If you can afford it, try getting leather furniture. It is absolutely the best material when it comes to repealing loose dog hair. There is no way for fur to get stuck in the leather, on the contrary, it just slides off of it. Another good fabric is silk. Silk has a slippery exterior, so again, the hair will just slide off of it, but it is not as effective as leather.

You want to avoid materials like velvet because it is literally a magnet for dog fur. Also, a very similar, plush fabric is velour. Brocade and jacquard are also a big no-no.

Hopefully, these tips will help you on your journey to a hair-free home. Well, not exactly hair-free, but definitely a cleaner space that you and your furry rascal can enjoy. I know I wouldn’t swap my Lucy for all the non-shedding poodles out there.

 

About Kristin

Master reviewer of all types of products. Love XL Fountain Sodas!! Cheer Mom extraordinaire. Socialite to all things small town and founder of ItsFreeAtlast.com. Come socialize and connect with me.

Comments

  1. Mia Rose says:

    The rubber gloves and pumice stone are such good ideas especially when there is not enough time or energy to get out the vacuum cleaner.

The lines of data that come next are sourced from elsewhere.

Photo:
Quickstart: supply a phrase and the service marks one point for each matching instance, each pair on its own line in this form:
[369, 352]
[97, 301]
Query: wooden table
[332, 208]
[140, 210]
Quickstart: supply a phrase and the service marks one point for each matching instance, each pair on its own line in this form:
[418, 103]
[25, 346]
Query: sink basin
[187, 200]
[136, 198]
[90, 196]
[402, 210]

  2. You do know your stuff when it comes to our furry family members! We did get leather furniture a few years ago for our furry friends. We weren’t just thinking of their hair, we were also thinking of their nails. This furniture was the answer for both situations. Plus we kept a quick picker upper, a lint brush, just in case we needed to de-hair our clothes quickly. We did vacuum a lot of course. I would still rather be hairy than to not have our pets!! Thank you for sharing your knowledge on this subject!

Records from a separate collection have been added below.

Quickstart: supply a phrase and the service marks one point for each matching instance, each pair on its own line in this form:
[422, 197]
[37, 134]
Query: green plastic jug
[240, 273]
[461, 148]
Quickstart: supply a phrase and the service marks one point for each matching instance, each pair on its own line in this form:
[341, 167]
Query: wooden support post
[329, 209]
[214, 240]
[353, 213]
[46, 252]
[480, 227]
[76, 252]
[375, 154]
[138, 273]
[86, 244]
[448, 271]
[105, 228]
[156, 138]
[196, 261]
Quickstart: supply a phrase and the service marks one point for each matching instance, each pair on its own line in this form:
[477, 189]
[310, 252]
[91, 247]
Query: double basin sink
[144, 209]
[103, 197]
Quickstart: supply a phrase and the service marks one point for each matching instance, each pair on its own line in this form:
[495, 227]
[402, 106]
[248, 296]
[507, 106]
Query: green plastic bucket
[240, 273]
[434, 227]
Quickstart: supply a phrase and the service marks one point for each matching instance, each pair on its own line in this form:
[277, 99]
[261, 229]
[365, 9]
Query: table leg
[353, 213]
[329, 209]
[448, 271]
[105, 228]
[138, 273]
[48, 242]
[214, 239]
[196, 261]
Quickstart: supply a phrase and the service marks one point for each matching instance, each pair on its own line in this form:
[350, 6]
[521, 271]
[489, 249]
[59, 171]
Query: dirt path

  3. vickie couturier says:

    thank you ,, I have a horrible time with pet hair from the dog and the cat,,i get them shaved a couple times a year and does help some,,yes even the cat gets shaved he is the worse

  4. Maryann D. says:

    This is a super article! I see a lot of white hair on socks and furniture from my cat. I use a lint roller often also.

  5. ellen beck says:

    Great info!

    OK this is going to sound very odd… but it i sort of along the lines of the rubber bristles. I wear Crcs a whole lot outdoors. I Also wear them when going into the basement. Years ago, I noticed if you scuff along, it collects hair! I have 5 cats, a dog and socialize feral kittens, so a lot of hair. Vacuuming hair is the toughest on a vacuum cleaner (really) and I use a carpet rake too. The Crocs rick works- it balls hair up everything else has missed.